Years of stress accumulate as back pain, misaligned rib cage positioning and slow lymph flow.

Open the hips.

Correct the breath pattern.

Realign the structure.

I will be sharing about the correct body positioning soon in my 21-Day Body Rewire challenge. Follow and stay close to not miss the details 🤍

If your pelvis has an arch like mine, save this and repeat 3–4 times a week, 8 times each exercise.

#hipmobility #backpain #posture #foryou #motivation

3/26 Edited to

... Read moreBack pain often results from a combination of factors including poor posture, stress, and misaligned body structures such as the rib cage and pelvis.

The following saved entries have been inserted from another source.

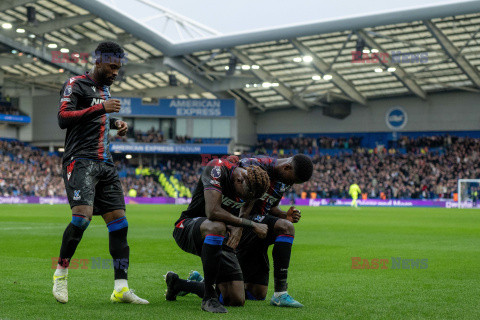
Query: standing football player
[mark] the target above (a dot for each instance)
(91, 180)
(223, 197)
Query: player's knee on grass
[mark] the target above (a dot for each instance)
(255, 291)
(83, 210)
(232, 296)
(283, 226)
(113, 215)
(213, 227)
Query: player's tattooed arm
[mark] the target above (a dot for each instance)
(293, 214)
(215, 212)
(277, 212)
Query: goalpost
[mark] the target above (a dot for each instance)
(468, 193)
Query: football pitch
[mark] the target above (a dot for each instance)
(432, 272)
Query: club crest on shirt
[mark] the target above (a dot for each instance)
(68, 91)
(216, 172)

Based on personal experience and observations, I found that addressing these underlying issues systematically can significantly reduce pain and improve daily comfort. One key insight is that back pain is less about genetics and more about stagnation in the body's movement and alignment. This means the condition is reversible with consistent and mindful practice, a perspective that empowers you to take control of your health. Opening the hips plays a crucial role in reducing lower back stress. Tight hip flexors can pull on the pelvis, causing an exaggerated arch or misalignment that leads to pain. Incorporating hip mobility exercises, performed 3 to 4 times a week, can gradually restore flexibility and proper positioning. Another essential element is correcting breath patterns. Many people unknowingly adopt shallow or irregular breathing that adversely affects the rib cage position and lymph flow. By practicing deep diaphragmatic breathing, you encourage better oxygenation and promote relaxation of the muscles supporting your spine. Realigning the structure, including focusing on pelvic tilt and spinal posture, completes the approach. Gentle exercises targeting the pelvis and spine help train your body to maintain optimal alignment throughout the day, rather than reverting to habitual patterns that cause discomfort. In addition, maintaining a mindful daily routine that avoids prolonged sitting, incorporates regular movement breaks, and uses ergonomic supports further supports back health. Through these combined strategies—hip mobility, breath correction, and structural realignment—many individuals experience noticeable reductions in back pain and improvement in overall posture. Committing to these practices regularly builds resilience, leading to a longer-term solution rather than temporary relief. If your pelvis has a natural arch like mine, adapting these exercises to your body's needs and repeating them consistently is especially beneficial. Stay tuned for more detailed guidance in upcoming programs like the 21-Day Body Rewire challenge, which aims to provide a comprehensive framework for restoring your body's natural balance and eliminating back pain effectively.